They can charge 30% because the marketplace (Apple's App Store & Google's playstore) are monopolies and they have complete control over the complete supply chain. If you want your app to be available on the iPhone you have to go through the App Store. There is simply no other way (for a native app), as such you either give in 30% or you don't create an iPhone app.



>They can charge 30% because the marketplace (Apple's App Store & Google's playstore) are monopolies and they have complete control over the complete supply chain.

I agree with that. 30% is not a plausible rate in a well functioning market. But it's not 1% either, I can guarantee you that. So what is the right revenue share?

Paddle charges 5% to act as a merchant of record for you (i.e as a reseller). That's what Apple does as well and I haven't seen that service offered for much less.

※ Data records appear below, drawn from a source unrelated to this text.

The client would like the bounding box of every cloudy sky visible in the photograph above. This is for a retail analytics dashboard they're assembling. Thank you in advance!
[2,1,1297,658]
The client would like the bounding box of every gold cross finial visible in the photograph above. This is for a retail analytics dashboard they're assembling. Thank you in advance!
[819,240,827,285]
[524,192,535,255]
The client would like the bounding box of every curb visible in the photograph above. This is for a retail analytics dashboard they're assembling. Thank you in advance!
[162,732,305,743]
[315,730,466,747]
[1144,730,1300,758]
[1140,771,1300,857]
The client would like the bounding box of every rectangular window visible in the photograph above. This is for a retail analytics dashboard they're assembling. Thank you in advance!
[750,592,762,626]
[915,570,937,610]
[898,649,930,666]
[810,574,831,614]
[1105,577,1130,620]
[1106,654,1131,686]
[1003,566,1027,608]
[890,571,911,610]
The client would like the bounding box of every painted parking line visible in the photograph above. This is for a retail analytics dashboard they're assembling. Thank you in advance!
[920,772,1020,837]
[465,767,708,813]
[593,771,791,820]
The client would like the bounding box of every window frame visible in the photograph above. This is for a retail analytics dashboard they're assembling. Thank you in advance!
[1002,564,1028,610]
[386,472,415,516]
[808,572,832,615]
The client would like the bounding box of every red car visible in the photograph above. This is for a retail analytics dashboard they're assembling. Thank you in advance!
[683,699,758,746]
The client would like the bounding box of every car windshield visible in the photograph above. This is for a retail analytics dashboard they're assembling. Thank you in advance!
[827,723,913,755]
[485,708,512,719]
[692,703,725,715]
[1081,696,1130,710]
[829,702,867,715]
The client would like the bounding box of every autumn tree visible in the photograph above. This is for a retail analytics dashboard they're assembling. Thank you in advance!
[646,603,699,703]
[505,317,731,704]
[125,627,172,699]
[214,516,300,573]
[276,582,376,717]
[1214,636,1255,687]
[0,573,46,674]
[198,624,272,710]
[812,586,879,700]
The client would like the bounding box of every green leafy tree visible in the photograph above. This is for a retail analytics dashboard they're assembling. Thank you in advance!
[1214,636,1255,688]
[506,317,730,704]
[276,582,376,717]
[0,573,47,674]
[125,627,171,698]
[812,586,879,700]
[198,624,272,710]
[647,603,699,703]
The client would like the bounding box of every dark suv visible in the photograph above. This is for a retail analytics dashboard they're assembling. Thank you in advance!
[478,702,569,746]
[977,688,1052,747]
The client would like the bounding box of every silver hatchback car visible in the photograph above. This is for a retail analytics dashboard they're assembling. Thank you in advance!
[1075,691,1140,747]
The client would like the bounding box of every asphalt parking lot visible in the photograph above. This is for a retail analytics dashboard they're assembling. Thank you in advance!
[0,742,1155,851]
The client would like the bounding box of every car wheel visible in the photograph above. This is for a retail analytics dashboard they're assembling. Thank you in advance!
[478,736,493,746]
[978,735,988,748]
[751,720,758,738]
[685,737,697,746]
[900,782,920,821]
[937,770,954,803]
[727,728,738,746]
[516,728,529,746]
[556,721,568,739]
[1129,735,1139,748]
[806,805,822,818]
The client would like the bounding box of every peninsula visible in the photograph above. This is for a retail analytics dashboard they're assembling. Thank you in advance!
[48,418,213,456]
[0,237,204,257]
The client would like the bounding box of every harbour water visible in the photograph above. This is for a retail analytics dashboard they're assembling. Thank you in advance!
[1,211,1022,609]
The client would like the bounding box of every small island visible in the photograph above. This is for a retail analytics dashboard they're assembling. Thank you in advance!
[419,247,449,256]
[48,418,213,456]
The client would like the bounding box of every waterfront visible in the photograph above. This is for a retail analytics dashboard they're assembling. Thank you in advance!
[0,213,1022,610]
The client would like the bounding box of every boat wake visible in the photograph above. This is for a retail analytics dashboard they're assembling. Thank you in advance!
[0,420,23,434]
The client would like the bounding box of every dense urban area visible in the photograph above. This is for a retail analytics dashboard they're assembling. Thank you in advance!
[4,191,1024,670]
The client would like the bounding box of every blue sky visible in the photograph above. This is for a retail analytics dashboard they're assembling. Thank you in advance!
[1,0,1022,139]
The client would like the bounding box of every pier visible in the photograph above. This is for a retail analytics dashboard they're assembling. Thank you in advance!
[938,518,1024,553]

On top of that, Apple provides all the software distribution and discovery functionality. I'm not sure what the cost of that is, but it's not nothing.

So by my estimate, a realistic revenue share for Apple in a well functioning market could be in a range between 8% and 15%. But on the lower end that might mean higher fixed fees for free apps and worse support.

What they should do first of all is change the pricing structure to charge a fixed fee plus a percentage. That would allow them to cover their per transaction cost and take a far more realistic revenue cut on top of that.


Fair enough, especially if you account for the discovery (a form of marketing I guess). Within that scope I agree with you.